Doubts Emerge Within Venezuelan Opposition about Capriles as Candidate

Doubts have emerged in recent days about who will be the official candidate of the Venezuelan opposition if Hugo Chavez cannot continue as president and new presidential elections are called.


Maracaibo, February 21st, 2013 ( – Doubts have emerged in recent days about who will be the official candidate of the Venezuelan opposition if Hugo Chavez cannot continue as president and new presidential elections are called.

Miranda Governor Henrique Capriles Radonski initially seemed to be the consensus candidate among opposition sectors after having obtained more votes for the opposition than ever before in the 2012 presidential election, and losing to Hugo Chavez by less than 11 percentage points.

In recent days, however, various opposition leaders have expressed doubts about whether Capriles will be the candidate, and have called on the opposition coalition Mesa de Unidad Democrática (MUD) to declare who will be the official candidate of the opposition.

Yesterday, the president of the Christian democratic party COPEI, Roberto Enríquez, presented a proposal to the MUD coalition to choose a consensus candidate that all parties could support in case elections are called in the near future.

“We can’t wait until the President’s health situation unfolds and elections are called to start the debate about who will be our candidate,” said Enríquez, who insisted that the candidate be someone willing to unite all factions and begin campaigning across the country.

However, leaders of other factions of the opposition said COPEI’s proposal was too soon, and that the opposition parties needed to wait until the proper moment.

Other opposition leaders and pundits have voiced criticisms of Capriles in recent days, and have cast doubt on whether he should be the official candidate.

“I don’t know who the candidate will be, but there is no reason to think it will be Capriles,” said opposition pundit Rafael Poleo on Tuesday.

Poleo said that various parties within the opposition coalition have been insulted by Capriles for taking exclusive credit for the votes he received in last October’s elections.

“To say that the six million votes that he got in October are all his is an immature and unfair act that is an insult to the other parties that supported him,” he said.

Poleo claims that Capriles has distanced himself from other parties within the opposition and has pushed away other leaders such as Leopoldo López.

“The fact that Capriles thinks he is the candidate of the opposition is just childish.

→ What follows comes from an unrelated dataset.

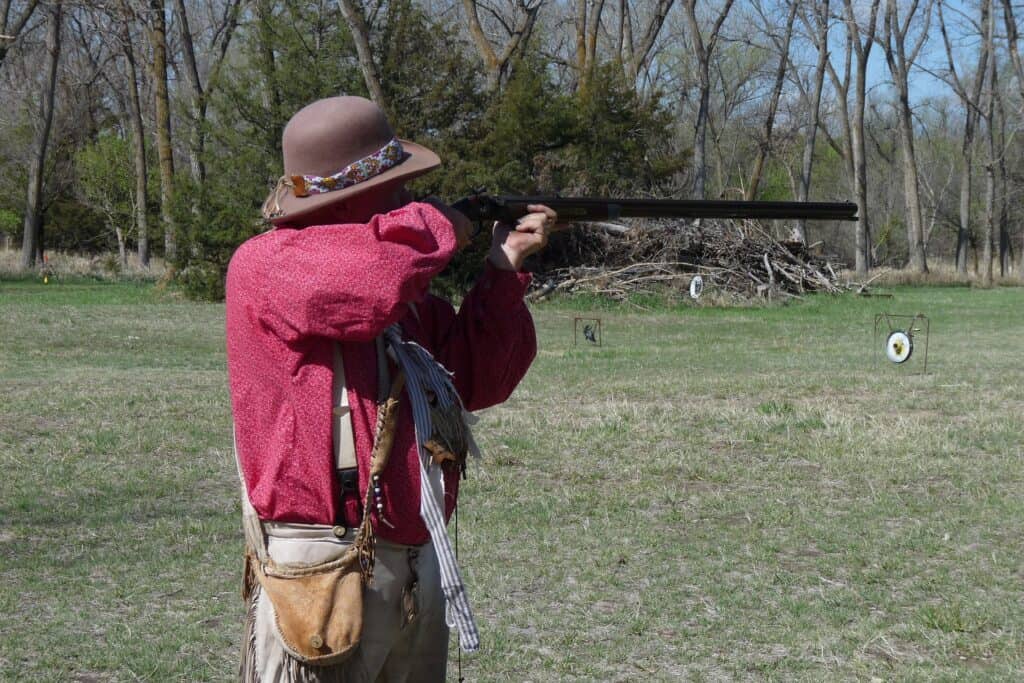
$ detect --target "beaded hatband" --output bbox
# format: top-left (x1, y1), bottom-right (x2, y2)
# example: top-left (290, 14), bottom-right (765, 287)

He wants to be the king of the mountain, but we aren’t going to get anywhere that way. He is young and inexperienced,” Poleo said.

Opposition legislator Pedro Fernández also criticized a lack of unity within the opposition and a tendency for each party within the coalition to be looking out for its own interests.

“This goes for all political factions, not just [Capriles’ party] Primero Justicia. We have to put the interests of Venezuela first, and not just try to gain more power for one party,” he said.

Fernández listed several possibilities for who the opposition candidate could be, including MUD’s Executive Secretary Ramón Aveledo, Governor of Lara, Henri Falcón, or Henrique Capriles.

“The most important thing is for [the candidate] to be able to unite all Venezuelans. I’m not sure if Capriles can do that. We will have to analyze that,” he said.

Various opposition voices have criticized the MUD coalition for being controlled by an elite group, and not making decisions democratically, causing some leaders to break ranks with the opposition.

Former presidential primaries candidate Diego Arria has recently distanced himself from the organization, and claimed last week that the coalition is really controlled by only three or four parties.

“Things should not be decided by one person, or by an elite group, but by everyone. We cannot participate in elections again with the same rules. There has to be transparency in the decisions we are taking or people will not mobilize,” said Arria on Monday.

Arria has criticized Capriles and others among the opposition for “legitimizing” the Chavez government, which he claims is not a legitimate government due to Chavez not being sworn in last January 10th.

The Venezuelan constitution calls for new elections to be held within 30 days in the event that the president resigns or is declared permanently absent due to being physically or mentally unable to continue in office.

After Chavez designated Vice President Nicolás Maduro as his successor in December, there has been little doubt among pro-Chavez sectors who their candidate will be in the event of new elections.

A survey by private pollster Hinterlaces earlier this showed that Maduro would defeat Capriles by a margin of 14 points in the event an election is held in the coming months. The opposition, however, claims Hinterlaces is biased in favor of the government.